Larry Fulton discusses how it is inevitable that access to the many data related capabilities emerging in support of SOA be equally accessible via an ESB.

Some ESBs are adding MDM/data services capabilities (e.g. Sun, WSO2). Do you think that's something an ESB should be doing or is this functionality that's best handled outside a service bus?

ESBs are evolving to provide more and more of the glue and tooling needed to connect to and manage business services, whether the services in question are hosted by the ESB, hosted outside the ESB, a function of an "external" capability (like a business rules engine, BPEL, or complex even processing), or a composite service constructed using ESB flows, JBI, or SCA (or a combination).

It is both desirable and inevitable that access to the many data related capabilities emerging in support of SOA be equally accessible via an ESB. I would add that this should ideally be true whether the capability in question comes from the ESB vendor or someone else, which means that I'd like to see vendors continue to provide the means to extend ESB functionality to provide seamless integration for this kind of thing.

Vendors are increasingly supporting "hot pluggability" so you can add, upgrade, or remove capabilities as needed, and it would be great if these vendors would make that capability available to third parties, so other capabilities, like those supporting MDM and data services, could be hot pluggable, too.

The issues organizations will have to wrestle with will be these:

1) How to deal with organizational issues when one group owns the ESB capabilities and another group owns the data integration capabilities.

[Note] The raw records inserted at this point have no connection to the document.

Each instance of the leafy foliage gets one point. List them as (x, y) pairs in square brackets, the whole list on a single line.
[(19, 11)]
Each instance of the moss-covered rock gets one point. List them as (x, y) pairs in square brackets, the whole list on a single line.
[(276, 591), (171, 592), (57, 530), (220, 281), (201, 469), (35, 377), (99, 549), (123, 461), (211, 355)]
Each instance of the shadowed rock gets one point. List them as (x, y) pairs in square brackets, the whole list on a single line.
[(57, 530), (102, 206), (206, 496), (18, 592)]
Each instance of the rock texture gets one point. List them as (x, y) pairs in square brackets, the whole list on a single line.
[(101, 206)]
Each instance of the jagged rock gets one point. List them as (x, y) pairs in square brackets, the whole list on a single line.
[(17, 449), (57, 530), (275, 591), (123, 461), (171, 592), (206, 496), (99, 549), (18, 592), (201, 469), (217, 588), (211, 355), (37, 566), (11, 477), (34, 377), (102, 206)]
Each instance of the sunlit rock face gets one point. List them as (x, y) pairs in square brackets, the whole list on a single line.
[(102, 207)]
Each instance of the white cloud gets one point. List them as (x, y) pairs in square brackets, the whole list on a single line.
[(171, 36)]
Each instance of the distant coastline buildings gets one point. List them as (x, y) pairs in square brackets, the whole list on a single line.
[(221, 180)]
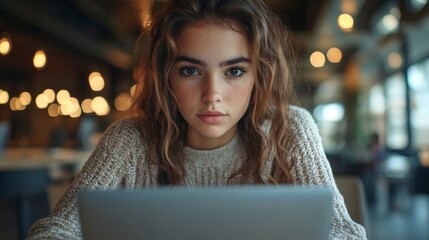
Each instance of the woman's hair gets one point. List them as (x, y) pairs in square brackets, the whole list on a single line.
[(272, 55)]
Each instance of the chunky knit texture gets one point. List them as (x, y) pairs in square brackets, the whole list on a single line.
[(119, 162)]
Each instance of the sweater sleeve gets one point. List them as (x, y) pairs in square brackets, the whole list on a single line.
[(108, 167), (311, 167)]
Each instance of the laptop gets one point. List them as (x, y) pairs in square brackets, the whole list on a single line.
[(246, 212)]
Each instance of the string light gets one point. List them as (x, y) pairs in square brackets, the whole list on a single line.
[(39, 59), (5, 46)]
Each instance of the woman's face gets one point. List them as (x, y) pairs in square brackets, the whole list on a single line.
[(212, 79)]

In the long term, common ownership at some level will probably be necessary, because the artificial separation of these two areas is not likely to make things any easier.

2) How to deal with independent evolutionary paths of ESB and data facilities, both internally and in the products themselves. You will want to take advantage of developments that are useful to you, regardless of which vendor makes them available.

3) How to federate all of these capabilities. Most organizations have (or will have) multiple ESBs, from multiple vendors. This happens because of decisions made at the project, department, or division level, or because specific products will fill specific roles like B2B gateways, or because purchased applications will include an ESB as part of its integration and customization capabilities. Federation of ESBs is maturing, but not quite where it needs to be. When you add less standard capabilities, like those emerging in the MDM/data space, making these capabilities available across the enterprise's multiple ESBs will be its own challenge.